|
- Eram
dois vizinhos. O primeiro vizinho comprou um coelhinho para os
filhos. Os filhos do outro vizinho pediram um bicho para o pai. O
homem comprou um pastor alemão. E o primeiro falou para o vizinho:
- - Mas ele vai comer o meu coelho !
-
- De jeito nenhum. Imagina. O meu pastor é filhote. Vão crescer
juntos, pegar amizade. Entendo de bicho. Problema nenhum.
-
- E parece que o dono do cachorro tinha razão. Juntos cresceram e
amigos ficaram. Era normal ver o coelho no quintal do cachorro e
vice-versa. As crianças, felizes. Eis que o dono do coelho foi
passar o final de semana na praia com a família e o coelho ficou
sozinho. Isso na sexta-feira. No domingo, de tardinha, o dono do
cachorro e a família tomavam um lanche, quando entra o pastor alemão
na cozinha. Pasmo. Trazia o coelho entre os dentes, todo imundo de
terra e, é claro, morto. Quase mataram o cachorro.
-
- - O vizinho estava certo. E agora ?
-
- - E agora eu é que quero ver!
-
- A primeira providência foi bater no cachorro, escorraçar o
animal, para ver se ele aprendia um mínimo de civilidade e boa
vizinhança. Claro, só podia dar nisso. Mais algumas horas e os
vizinhos iam chegar.
-
- E agora? Todos se olhavam. O cachorro rosnando lá fora, lambendo
as feridas das pancadas.
-
- - Já pensaram como vão ficar as crianças?
-
- - Cala a boca!
-
- Não se sabe exatamente de quem foi a idéia, mas era infalível.
-
- - Vamos dar um banho no coelho, deixar ele bem limpinho, depois a
gente seca com o secador da sua mãe e o colocamos na casinha dele
no quintal.
-
- Como o coelho não estava muito estraçalhado, assim fizeram. Até
perfume colocaram no falecido. Ficou lindo, parecia vivo, diziam as
crianças. E lá foi colocado, com as perninhas cruzadas, como convém
a um coelho cardíaco.
-
- Umas três horas depois eles ouvem a vizinhança chegar. Notam o
alarido e os gritos das crianças.
-
- Descobriram!
- Não deu cinco minutos e o dono do coelho veio bater à porta.

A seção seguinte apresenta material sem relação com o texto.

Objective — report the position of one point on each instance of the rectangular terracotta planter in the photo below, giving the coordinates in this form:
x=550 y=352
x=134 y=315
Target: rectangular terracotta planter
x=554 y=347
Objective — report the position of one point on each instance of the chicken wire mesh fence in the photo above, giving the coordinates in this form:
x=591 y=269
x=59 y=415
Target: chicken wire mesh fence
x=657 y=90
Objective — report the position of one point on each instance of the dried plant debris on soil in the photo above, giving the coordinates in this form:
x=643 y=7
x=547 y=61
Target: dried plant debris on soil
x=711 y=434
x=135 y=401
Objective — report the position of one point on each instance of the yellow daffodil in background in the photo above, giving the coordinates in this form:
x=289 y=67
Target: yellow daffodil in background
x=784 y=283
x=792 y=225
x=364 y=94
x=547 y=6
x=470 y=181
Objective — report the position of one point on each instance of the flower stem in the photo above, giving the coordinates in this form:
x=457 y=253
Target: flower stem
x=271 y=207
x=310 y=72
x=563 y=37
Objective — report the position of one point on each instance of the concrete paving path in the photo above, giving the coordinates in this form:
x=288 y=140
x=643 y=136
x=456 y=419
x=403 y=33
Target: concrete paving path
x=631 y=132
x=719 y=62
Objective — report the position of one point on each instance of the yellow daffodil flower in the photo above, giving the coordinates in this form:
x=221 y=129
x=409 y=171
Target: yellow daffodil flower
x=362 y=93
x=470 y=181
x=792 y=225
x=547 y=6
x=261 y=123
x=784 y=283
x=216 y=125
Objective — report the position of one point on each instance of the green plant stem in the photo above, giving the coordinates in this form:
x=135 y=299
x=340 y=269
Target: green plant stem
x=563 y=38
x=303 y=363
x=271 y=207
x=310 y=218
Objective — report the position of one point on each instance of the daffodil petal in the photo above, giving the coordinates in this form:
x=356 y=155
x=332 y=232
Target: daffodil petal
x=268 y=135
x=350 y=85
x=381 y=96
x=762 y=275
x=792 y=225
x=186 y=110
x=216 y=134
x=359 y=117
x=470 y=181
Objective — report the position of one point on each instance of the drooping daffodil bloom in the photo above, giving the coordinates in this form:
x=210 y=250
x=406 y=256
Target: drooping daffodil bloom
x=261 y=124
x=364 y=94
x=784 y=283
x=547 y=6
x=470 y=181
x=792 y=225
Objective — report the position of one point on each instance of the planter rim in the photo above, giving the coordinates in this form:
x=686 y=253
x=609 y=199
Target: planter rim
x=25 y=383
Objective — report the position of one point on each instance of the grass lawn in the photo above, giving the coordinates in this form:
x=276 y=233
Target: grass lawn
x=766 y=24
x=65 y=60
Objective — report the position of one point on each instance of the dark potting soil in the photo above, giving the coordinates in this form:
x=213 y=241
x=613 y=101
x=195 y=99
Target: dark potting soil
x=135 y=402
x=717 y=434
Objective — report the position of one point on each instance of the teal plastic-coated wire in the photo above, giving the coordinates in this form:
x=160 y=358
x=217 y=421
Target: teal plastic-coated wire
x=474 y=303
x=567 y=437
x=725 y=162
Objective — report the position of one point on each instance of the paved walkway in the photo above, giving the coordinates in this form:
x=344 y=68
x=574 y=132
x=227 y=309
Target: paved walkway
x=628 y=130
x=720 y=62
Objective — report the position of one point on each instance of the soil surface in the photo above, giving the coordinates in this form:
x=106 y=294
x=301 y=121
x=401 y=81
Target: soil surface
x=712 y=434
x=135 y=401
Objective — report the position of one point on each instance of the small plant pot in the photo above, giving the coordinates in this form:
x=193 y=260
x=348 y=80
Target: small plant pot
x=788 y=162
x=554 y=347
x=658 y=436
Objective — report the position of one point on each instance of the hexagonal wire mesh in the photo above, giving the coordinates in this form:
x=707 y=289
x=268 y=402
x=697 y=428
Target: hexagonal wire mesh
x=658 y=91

Branco, lívido, assustado. Parecia que tinha visto um fantasma.
-
- - O que foi? Que cara é essa?
-
- - O coelho... O coelho...
-
- - O que é que tem o coelho?
-
- - Morreu!
-
- - Morreu? Ainda hoje à tarde parecia tão bem...
-
- - Morreu na sexta-feira!
-
- - Na sexta?
-
- - Foi. Antes de a gente viajar, as crianças enterraram ele no
fundo do quintal!
-
- A história termina aqui. O que aconteceu depois não importa.
Nem ninguém sabe. Mas o personagem que mais cativa nesta história
toda, o protagonista da historia, é o cachorro. Imagine o pobre do
cachorro que, desde sexta-feira, procurava em vão pelo amigo de infância,
o coelho. Depois de muito farejar descobre o corpo. Morto.
Enterrado. O que faz ele? Provavelmente com o coração partido,
desenterra o pobrezinho e vai mostrar para os seus donos.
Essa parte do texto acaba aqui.